Hört sich doch soweit ganz gut an, ich würde sagen zum bestehen wird es auf jedenfall reichen. Denn für die Herleitung gibts ja in der Regel die meisten Punkte 

Ansonsten ist es immer gut nicht einfach alleine vor seinem Buch zu hocken, sondern sich mit den Anderen "Prüflingen" zusammen zu setzen und gemeinsam das Ganze zu Besprechen.

"Wissen ist das einzige Gut welches sich vermehrt, wenn man es teilt" 

viel Glück, eYe


----------



## argv_user (23 Januar 2009)

Kayne607 schrieb:


> --> dieses 31 mal (31 Teilnehmer) 4712 Byte
> MINUS einen Inter Frame Gap (der ganz am Schluss, letzter
> Teilnehmer, weil da folgt ja kein Paket mehr, ergo, keine Pause)

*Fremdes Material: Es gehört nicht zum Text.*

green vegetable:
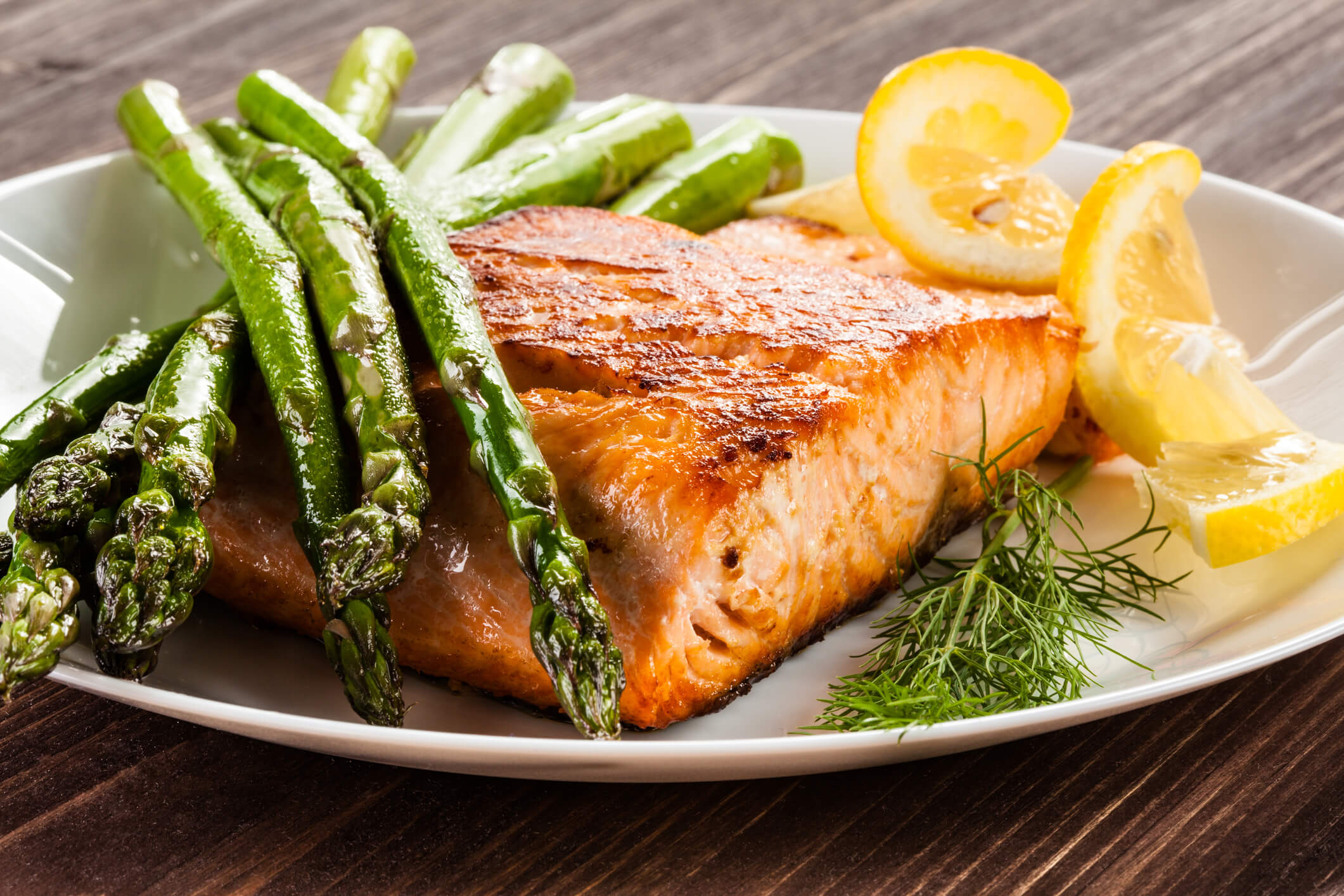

Das MINUS  ist falsch, da der GAP hinter jedem Paket kommt.
Wenn Du von einer eimaligen Abfrage ausgehst stimmt das.
Dann ist es aber keine zyklische Angelegenheit mehr.

Ist doch wohl so, dass sich die Abfrage ständig wiederholt...


----------



## Kayne607 (23 Januar 2009)

Hallo!

Ein GROBER Fehler, so denke ich, hat sich eingeschlichen.

Ich ging davon aus dass pro Zyklus nur 2 Pakete zwischen Master und Teilnehmer wandern, also 

1. Master fragt
2. Master sendet

ABER müssen es nicht 3 Pakete pro Teilnehmer sein? Also:

1. Master fragt
2. Slave Antwortet
3. Master sendet

Stimmt dies? Wenn ja muss ichs nochmal rechnen.

Danke!
MfG
Kayne607


----------



## argv_user (23 Januar 2009)

3. Kannst Du knicken, denn es geht doch nur um eine Abfrage!?


----------



## Kayne607 (23 Januar 2009)

Ah ja.

Naja Abfrage halt schon, Master fragt die 31 Stationen ab und tauscht dann Daten aus. 

Aber wenn er die Abfragt dann müssen die doch antworten ob sie überhaupt da sind. 

Sonst könnt der Master ja einfach so, ohne Abfrage die Daten an jeden rausschicken, oder nicht?


----------



## trinitaucher (23 Januar 2009)

Kayne607 schrieb:


> ...
> ABER müssen es nicht 3 Pakete pro Teilnehmer sein? Also:
> 
> 1. Master fragt
> ...


Wenn man die Aufgabenstellung genauer liest, müsste es so sein. Einmal die Abfrage und dann die 4 Bit Daten für jeden Slave.
Ob die Slaves daraufhin noch eine Confirmation schicken steht ja nicht in der Aufgabe ich würde es somit als Spekulation abtun.

Aber nicht 100%ig geklärt ist die Frage, ob der Master nun tatsächlich Unicast macht, also jeden Salve für sich hintereinander, oder ob er die Abfrage oder gar die Prozessdaten im Multicast sendet.
Wenn wir schon so ins Detail gehen, sollten wir hier auch mal gründlicher sein  Das hat der Aufgabensteller nämlich nicht explizit beschrieben.

Wenn es sich um ein intelligentes Protokoll handeln würde, könnte man das mit einem Frame erledigen, so wie z. B. EtherCAT das macht.... aber davon ist hier ja nicht die Rede.


----------